5 Reasons NOT to Use Your Home Office Address

Some of you might think it’s perfectly fine to register your business to a home address, and include that address on your marketing and billing material. The fact is that this is the very last thing you want to do. Even an inexpensive post office box can offer a buffer zone between your business and personal life.

Consider the hassle of customers showing up at your door, interrupting you while you’re mowing the lawn, or inserting themselves into a party with friends. Then, there are problems like branding issues, stalkers, mail mix-ups, legal issues, and growth-hindering woes.

Work from a home office

Here are 5 reasons to avoid using your home address when registering a business, or listing it on official business paperwork:

1. Branding troubles

A residential address can be fine in some industries, but when a client realizes you’re a home based business, it can impact their impression of you.
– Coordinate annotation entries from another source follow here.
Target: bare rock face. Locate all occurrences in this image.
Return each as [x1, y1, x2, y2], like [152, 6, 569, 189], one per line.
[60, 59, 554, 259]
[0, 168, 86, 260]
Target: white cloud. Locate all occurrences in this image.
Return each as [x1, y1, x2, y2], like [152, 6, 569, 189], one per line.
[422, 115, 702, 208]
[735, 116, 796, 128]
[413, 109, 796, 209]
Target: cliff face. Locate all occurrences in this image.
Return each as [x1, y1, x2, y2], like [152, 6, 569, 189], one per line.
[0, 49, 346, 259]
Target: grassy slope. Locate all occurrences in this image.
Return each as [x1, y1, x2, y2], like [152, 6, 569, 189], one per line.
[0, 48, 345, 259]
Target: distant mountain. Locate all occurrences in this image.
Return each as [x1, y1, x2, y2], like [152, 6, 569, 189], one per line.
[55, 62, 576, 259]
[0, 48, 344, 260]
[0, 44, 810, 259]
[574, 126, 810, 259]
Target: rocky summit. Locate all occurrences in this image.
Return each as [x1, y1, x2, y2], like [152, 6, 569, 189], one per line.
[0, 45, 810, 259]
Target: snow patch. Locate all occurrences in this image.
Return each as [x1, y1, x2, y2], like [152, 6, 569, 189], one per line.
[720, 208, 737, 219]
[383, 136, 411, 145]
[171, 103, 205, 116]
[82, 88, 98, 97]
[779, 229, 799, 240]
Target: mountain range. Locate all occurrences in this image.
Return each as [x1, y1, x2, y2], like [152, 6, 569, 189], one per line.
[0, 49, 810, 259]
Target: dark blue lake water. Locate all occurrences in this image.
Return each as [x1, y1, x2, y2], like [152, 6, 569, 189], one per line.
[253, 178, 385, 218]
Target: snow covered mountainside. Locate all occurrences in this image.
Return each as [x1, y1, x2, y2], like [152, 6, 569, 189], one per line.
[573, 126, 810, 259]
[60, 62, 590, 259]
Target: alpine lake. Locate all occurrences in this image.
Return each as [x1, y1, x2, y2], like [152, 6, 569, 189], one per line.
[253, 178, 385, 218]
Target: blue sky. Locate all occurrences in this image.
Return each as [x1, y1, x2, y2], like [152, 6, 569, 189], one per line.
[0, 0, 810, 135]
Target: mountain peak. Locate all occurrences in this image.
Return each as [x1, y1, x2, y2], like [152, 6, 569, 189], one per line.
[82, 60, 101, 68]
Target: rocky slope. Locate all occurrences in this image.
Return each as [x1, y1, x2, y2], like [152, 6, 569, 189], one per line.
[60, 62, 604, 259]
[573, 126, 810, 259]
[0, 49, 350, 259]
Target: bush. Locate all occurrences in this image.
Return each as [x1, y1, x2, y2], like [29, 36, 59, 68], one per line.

Even worse, registering an apartment as your business address can make you look very amateurish to clients who Google you or who receive an invoice in the mail for your services.

As soon as a customer searches for your business, they’ll likely be served up a Street View picture of your home. A business with an office address will be viewed as much more established and professional, while a home address can conjure up negative impressions such as that you’re so terrible at what you do, you can’t afford an office.

2. Haters, competitors, and stalkers

Aside from branding issues, consider what happens when a competitor wants to make your life difficult, or a wacko client decides they’re just not happy with something you did or said — at 2 in the morning after drinking 10 mimosas at the bar!

Don’t laugh. Stalkers are very real and with your picture likely posted all over social media and your business website, a fatal attraction scenario is a very real possibility!

3. Mail

This comes back to the issue again of mixing personal and business matters. Consider the mail burden of having all your personal and business mail coming into the same mailbox. You’ll find yourself forever answering the door to sign for FedEx and UPS packages, not to mention product returns if you sell physical products. Not only is this messy, but it also comes back to branding as the last thing you want is to have customers mailing a product for exchange or refund to “88 Meadowvale Avenue, Apt 208” right?

A mailbox service or virtual office provider will offer an official address you can use for business, along with add-on services like signing for packages and mail-forwarding for a reasonable monthly charge. An even better idea is to use either service as a dedicated “mail room” where you go to deal strictly with customer and other business related mail, rather than allowing your home office to be buried in paperwork, envelopes, bubble wrap, and boxes.

4. Legal liabilities

A good example of a legal issue facing home business owners is when you register as an LLC to help insulate your personal liabilities to the business. When you use your home address, the last thing you’re doing is creating a clear legal separation between your personal and business activities. This is often called “piercing the corporate veil” as it creates an obvious connection between you, the person, and your business entity.

Another issue when you run a home business in a community that places restrictions on doing so. All it takes is one nosy neighbor or jealous competitor to get you into serious trouble with your municipality or homeowner’s committee. Also, if you rent a home or apartment, the likelihood is that you can’t register a business to that address without infringing your lease agreement, risking immediate eviction if you’re caught.

No public access

5. The area you live may restrict customers

A residential address can hinder expansion into new areas, including going international. If you live in a small town or city that “isn’t on the map” it may put customers off, giving them the impression that you’re a local business. After all, a major marketing firm operating out of a house in Podunk, Illinois surely isn’t set up to handle clients in London, UK. Right?

This is another reason that relates back to branding as where you’re located says a lot about your size, professionalism, and ability to service a wide swath of customers. An office located in a major business district in Chicago, Illinois would create a much bigger, brighter impression of your business in the marketing firm example in the last paragraph.

Conclusion

The likelihood is that you don’t want to shell out the cash to lease or buy an outside office. Most who run home businesses have this issue and are willing to hinder their brand in order to enjoy the cost savings. However, you can rent a mailbox or virtual office for a fraction of what an actual office would cost to establish a Virtual Headquarters, while eliminating most of the problems a home address can create.